Eliminating the Hurry to Improve your Horsemanship

In western society, people tend to hurry, and unintentionally carry their chaos into their horsemanship.


Their self-imposed urgencies of task accomplishment often become the focal point, rather than prioritizing the Quality of Communication with the horse. The general unspoken standard of "if the horse's behavior doesn't scare me, we're still okay," leaves many horses in the gray area during a majority of human interaction. If the horse "mostly" complies, the tendency is to add more to what is being asked of him.
Without effective “tools” (not gadgets, rather how a person communicates with the animal,) the human often winds up at the “mercy” of however the horse responds, creating an all too familiar “surviving” the ride experience. This creates a vicious cycle of anticipation, worry, fear, and insecurity in humans and horses, and is a completely unnecessary element in the partnership. 

A first-time clinic participant recently said, "I have to be really clear and think about specifically what I will ask of the horse, and then have to stay focused on what response he offered... every single step!" This is something I hear a lot. 

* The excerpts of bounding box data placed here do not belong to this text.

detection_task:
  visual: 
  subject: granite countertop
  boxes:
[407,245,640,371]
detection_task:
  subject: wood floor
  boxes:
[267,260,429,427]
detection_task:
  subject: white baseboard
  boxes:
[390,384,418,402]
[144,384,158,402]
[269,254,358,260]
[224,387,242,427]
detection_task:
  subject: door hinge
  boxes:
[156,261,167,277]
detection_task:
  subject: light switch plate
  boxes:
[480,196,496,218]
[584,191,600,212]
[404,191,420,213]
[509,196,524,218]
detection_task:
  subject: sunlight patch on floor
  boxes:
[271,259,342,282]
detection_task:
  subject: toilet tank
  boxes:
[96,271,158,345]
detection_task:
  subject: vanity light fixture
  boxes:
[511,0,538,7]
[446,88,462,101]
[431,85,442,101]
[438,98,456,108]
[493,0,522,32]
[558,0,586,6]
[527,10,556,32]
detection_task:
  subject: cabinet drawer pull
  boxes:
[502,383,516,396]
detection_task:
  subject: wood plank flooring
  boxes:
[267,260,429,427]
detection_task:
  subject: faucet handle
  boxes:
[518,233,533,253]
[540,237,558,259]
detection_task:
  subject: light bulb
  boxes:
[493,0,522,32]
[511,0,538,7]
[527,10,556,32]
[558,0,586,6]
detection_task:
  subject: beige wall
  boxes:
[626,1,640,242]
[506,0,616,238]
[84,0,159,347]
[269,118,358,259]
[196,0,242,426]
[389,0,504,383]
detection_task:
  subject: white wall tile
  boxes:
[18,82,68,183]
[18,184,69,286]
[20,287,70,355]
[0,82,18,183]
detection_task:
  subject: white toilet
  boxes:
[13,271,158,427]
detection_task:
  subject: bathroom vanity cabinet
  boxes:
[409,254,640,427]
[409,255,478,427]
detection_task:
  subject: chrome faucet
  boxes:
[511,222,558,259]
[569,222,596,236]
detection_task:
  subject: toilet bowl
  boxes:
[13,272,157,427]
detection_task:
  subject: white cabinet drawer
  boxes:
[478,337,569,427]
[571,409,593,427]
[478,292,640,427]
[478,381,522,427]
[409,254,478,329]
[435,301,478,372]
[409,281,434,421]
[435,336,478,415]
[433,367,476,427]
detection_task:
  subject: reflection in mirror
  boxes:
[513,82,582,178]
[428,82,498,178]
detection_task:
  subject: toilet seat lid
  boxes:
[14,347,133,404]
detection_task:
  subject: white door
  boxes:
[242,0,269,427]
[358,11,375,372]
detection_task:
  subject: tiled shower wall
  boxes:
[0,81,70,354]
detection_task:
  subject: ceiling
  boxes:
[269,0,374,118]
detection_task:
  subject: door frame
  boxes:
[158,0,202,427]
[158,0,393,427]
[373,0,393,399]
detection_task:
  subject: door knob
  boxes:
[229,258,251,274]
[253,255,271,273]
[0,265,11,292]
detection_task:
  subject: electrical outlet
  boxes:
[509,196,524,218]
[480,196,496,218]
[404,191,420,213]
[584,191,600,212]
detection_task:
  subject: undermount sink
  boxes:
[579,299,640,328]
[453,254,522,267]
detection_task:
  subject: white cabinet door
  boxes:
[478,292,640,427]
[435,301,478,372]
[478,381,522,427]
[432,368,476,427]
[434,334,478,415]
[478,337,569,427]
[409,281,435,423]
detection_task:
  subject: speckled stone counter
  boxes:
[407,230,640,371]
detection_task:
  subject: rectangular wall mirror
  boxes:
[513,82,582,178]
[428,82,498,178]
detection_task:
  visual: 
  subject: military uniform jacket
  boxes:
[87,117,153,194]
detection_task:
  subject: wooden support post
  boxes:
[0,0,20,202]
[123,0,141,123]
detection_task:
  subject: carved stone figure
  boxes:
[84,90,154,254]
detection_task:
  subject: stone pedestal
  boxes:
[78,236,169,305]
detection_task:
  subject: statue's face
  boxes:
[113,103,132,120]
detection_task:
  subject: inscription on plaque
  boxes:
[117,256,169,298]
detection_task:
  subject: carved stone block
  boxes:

For most people, as they begin to ponder and revisit past scenarios, it triggers quite an emotional rollercoaster as they begin to realize how "abandoned" they've unintentionally left their horse during a majority of the past interactions. They start to piece together how and why the numerous unwanted behaviors gradually started increasing over time. Then they begin to understand what they initially considered as random acts, was actually a reflection of the filling and finally overflowing of the horse's proverbial mental and emotional cup.


The equine's physical behavior reflects his mental and emotional state. If he is ignored, he is "forced" to take over and make decisions to "protect" himself. Most of these decisions leave humans in undesired and potentially dangerous situations. 

As a preventative manner, rather than waiting until the horse is at peak stress levels, learn to seize every opportunity to observe and acknowledge the horse's feedback. A great starting place to assess the interaction between you and your horse is during what many equine enthusiasts consider "mundane" interactions. 

Perhaps consider and experiment with the following questions below- not as a test of judging the horse as to whether he is "good" or "bad" (there is no such thing)- but in terms of considering his mental availability, adaptability, directability, defensive or avoidant triggers, etc. *If you walk into the pasture/stall does your horse automatically move away from you (fleeing from your spatial pressure)? 

*Does he approach nicely but “hover” in your personal space (delegating the pecking order of where you’re at in his herd)? 

*If you raise your hands to halter him does he move his head up, away, or “dive” into the halter (defensive, anticipative, disrespectful)? 

*When leading him is he sluggish and slow in response, does he try to “hide” behind you as you walk, does it feel like he is “leading” you and rushing, or does he constantly walk with his head cranked over his shoulder with his body bumping into you? 

*If you walk past grass or a buddy horse does he try to drag you over to where he wants to go? 

*If you ask him to stop moving using the lead rope lightly does he respond slowly, is over-reactive, or completely ignores you? 

*If you walk faster or slower does he mimic your energy with his, or does he only offer one speed irrelevant to what you’re asking? *If he is tied does he paw, wiggle, chew on the lead rope, pull back against the rope, or move away from you as you groom/tack him? 

*When you mount, does he stand still, walk off before you’re ready, or fidget if asked to stand longer than he wanted? 

By taking the time to play with the horse to assess the above, you are slowing down mentally and physically and becoming present. It allows you to "hear" his feedback. This information gives you direction as to what needs to be addressed or if there are "holes" in the foundation of his (and your) education. 

It may appear as the "boring" stuff, but the reality is whatever quality or lack of, you experience in communication from the ground, will carry over and diminish more so while sitting in the saddle. Your opinion of, "We've done this so many times before, it shouldn't be a big deal," is irrelevant. What matters is believing the horse. Because if you have "done" something on numerous occasions, and your horse is still troubled by it, it is on YOU to break down and refine the communication until it has value to the HORSE, to help him have a different mental search, emotional calm, and physical softness in response to what is presented. 

During every moment of every interaction, you are teaching the horse something about you, whether or not you intend to. More often than not, humans are teaching their horses to be defensive, avoidant, shut down, "nonresponsive," or hyperalert and fixated, because all the subtle times the horse previously communicated their concern, were ignored. For a lot of folks, it is emotionally troubling to "have" to address the horse because of the "I wants" they have prioritized thus far. But as I always say, " If not now, when?"